Known for its adaptable design, the operation that calls itself Hunters International writes code in the Rust, enabling it to bypass detection, accelerate encryption, and ensure cross-platform compatibility.
The malware shares code similarities with the now-disrupted Hive ransomware but improves upon the latter’s design by streamlining command-line options and optimizing key management.
In a recent forensic report by Forescout’s Vedere Labs, it was noted that Hunters International embeds encryption keys within the encrypted files: a technique that complicates decryption while simplifying the recovery process for victims who pay the ransom.
According to report, there was evidence of attacks using an entry point in an Oracle Web Server (OWS), including on sensitive data exfiltration, file encryption and data recovery disablement.
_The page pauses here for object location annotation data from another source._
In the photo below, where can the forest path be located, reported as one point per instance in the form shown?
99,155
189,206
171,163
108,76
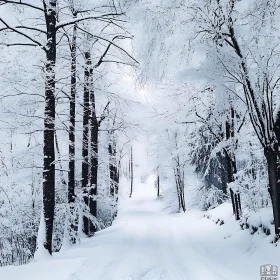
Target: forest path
147,243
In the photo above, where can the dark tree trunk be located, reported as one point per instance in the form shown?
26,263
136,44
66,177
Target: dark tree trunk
73,228
49,126
158,187
93,163
85,163
274,185
111,168
131,172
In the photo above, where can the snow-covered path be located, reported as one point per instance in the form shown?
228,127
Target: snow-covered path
147,243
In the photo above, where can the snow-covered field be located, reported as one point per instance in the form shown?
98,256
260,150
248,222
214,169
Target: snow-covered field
145,243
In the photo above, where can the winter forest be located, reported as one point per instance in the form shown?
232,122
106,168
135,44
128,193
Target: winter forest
139,139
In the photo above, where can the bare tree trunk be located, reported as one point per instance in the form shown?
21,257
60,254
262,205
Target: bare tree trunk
72,226
131,172
274,185
93,163
85,163
49,126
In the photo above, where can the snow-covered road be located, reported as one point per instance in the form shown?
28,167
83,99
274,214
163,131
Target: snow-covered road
147,243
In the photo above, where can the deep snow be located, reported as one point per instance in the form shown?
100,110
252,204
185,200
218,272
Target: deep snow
145,242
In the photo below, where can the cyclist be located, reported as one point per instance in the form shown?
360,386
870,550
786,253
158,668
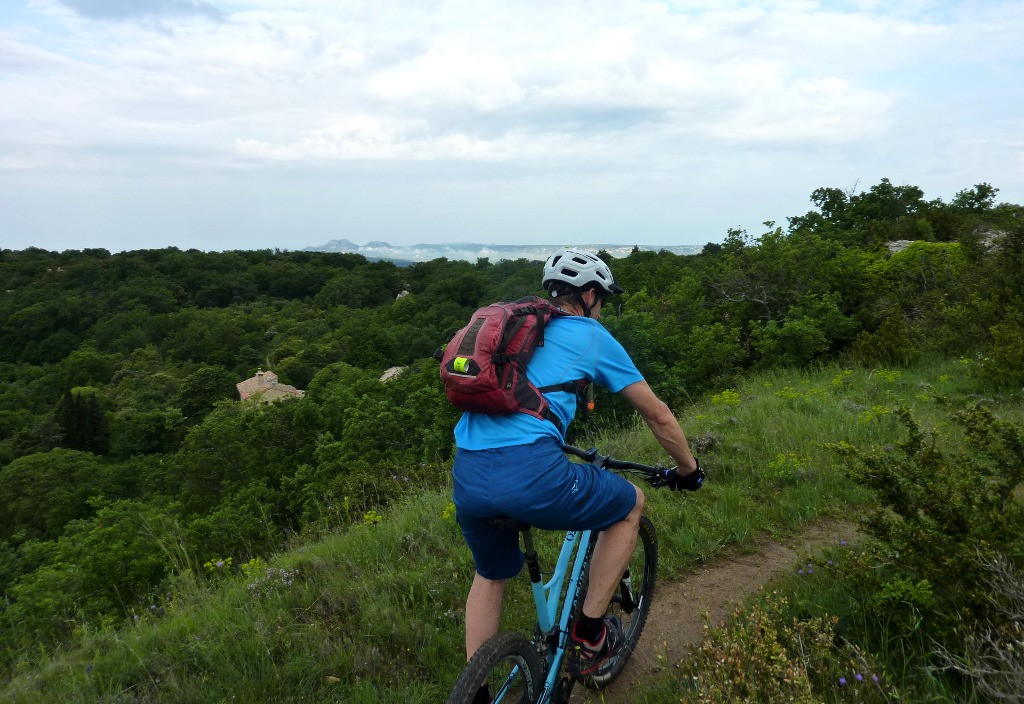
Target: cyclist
513,466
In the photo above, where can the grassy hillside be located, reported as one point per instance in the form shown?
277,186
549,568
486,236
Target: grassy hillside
374,613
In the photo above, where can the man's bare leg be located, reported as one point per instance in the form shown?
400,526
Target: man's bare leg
611,556
483,611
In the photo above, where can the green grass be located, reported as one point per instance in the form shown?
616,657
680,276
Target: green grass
374,613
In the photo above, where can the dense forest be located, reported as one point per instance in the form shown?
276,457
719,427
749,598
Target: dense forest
126,454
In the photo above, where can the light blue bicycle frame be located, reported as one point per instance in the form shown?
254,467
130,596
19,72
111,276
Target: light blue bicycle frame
548,596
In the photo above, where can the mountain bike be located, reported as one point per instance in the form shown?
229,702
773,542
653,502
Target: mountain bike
521,670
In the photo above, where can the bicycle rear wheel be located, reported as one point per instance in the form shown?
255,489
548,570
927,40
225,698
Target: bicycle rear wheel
631,603
510,666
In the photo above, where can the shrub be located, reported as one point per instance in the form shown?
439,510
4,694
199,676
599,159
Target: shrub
763,656
941,515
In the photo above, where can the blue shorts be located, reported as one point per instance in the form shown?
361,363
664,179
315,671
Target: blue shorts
535,484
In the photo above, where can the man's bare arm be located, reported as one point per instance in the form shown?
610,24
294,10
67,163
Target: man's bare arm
663,424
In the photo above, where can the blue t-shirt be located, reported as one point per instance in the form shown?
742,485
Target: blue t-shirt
573,348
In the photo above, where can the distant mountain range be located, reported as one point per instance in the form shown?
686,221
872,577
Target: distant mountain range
470,252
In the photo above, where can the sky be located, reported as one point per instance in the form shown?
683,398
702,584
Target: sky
222,125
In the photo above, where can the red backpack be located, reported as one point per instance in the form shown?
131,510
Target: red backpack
484,365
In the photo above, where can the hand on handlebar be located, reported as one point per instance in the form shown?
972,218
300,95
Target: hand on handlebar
669,478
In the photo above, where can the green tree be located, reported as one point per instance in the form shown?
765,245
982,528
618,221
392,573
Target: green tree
83,422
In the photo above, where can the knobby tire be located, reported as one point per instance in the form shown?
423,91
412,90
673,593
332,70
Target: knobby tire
495,662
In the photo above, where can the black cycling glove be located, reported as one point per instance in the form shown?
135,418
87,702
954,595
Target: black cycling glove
669,478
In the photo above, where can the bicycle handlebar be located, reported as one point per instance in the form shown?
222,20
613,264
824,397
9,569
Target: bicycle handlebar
592,456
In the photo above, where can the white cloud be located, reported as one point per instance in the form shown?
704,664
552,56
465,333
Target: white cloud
648,97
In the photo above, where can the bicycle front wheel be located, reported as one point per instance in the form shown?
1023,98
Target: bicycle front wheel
631,604
510,667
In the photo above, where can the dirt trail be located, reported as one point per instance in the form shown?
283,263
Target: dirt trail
676,621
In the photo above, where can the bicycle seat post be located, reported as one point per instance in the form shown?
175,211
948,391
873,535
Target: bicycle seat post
532,563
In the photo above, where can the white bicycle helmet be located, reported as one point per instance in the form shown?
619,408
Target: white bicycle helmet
579,268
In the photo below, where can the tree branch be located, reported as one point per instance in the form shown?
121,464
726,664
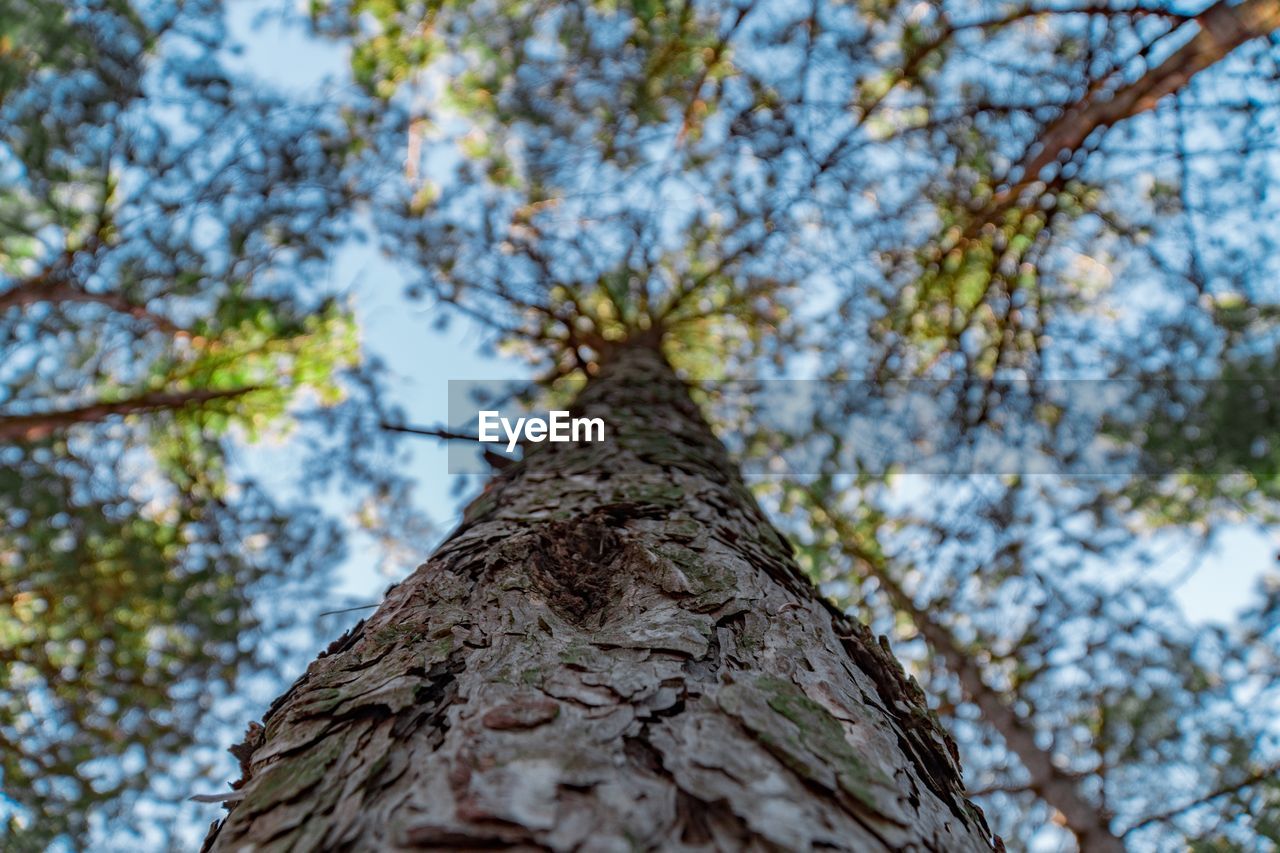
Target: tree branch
35,427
Key findings include:
- Sophisticated tactics: Exploitation of OWS vulnerabilities for initial access, leveraging lateral movement techniques, data exfiltration, and encryption of critical files.
- Adaptable malware: Written in Rust, the ransomware bypasses traditional detection methods and ensures cross-platform compatibility.
- Operational scale: In November 2024, 24 victims had been reported worldwide, including high-profile entities such as US Marshals and global financial institutions.
Targeted files are encrypted using a dual-layer AES/RSA strategy, making decryption practically infeasible without payment. Additionally, the ransomware attack enables attackers to scale their operations securely, as victims must engage with the ransomware operators to obtain decryption keys.
As for detection and intervention, other cybersecurity resources prescribe the usual measures:
- Regular software updates and patch management to plug code vulnerabilities
- Continual employee cybersecurity awareness training against cyber threats
- Strong authentication mechanisms to interrupt unauthorized system access
- Comprehensive data backup and recovery plans
- Network segmentation
- Use of advanced threat detection tools (EDR/IDPS)
- Robust Incident Response Planning to cultivate prepared and effective responses to any cyberattack.
The threat group’s attacks have been opportunistic rather than targeted, indicating that they are still finding their way in the ransomware space after (possibly) taking over the Hive operations.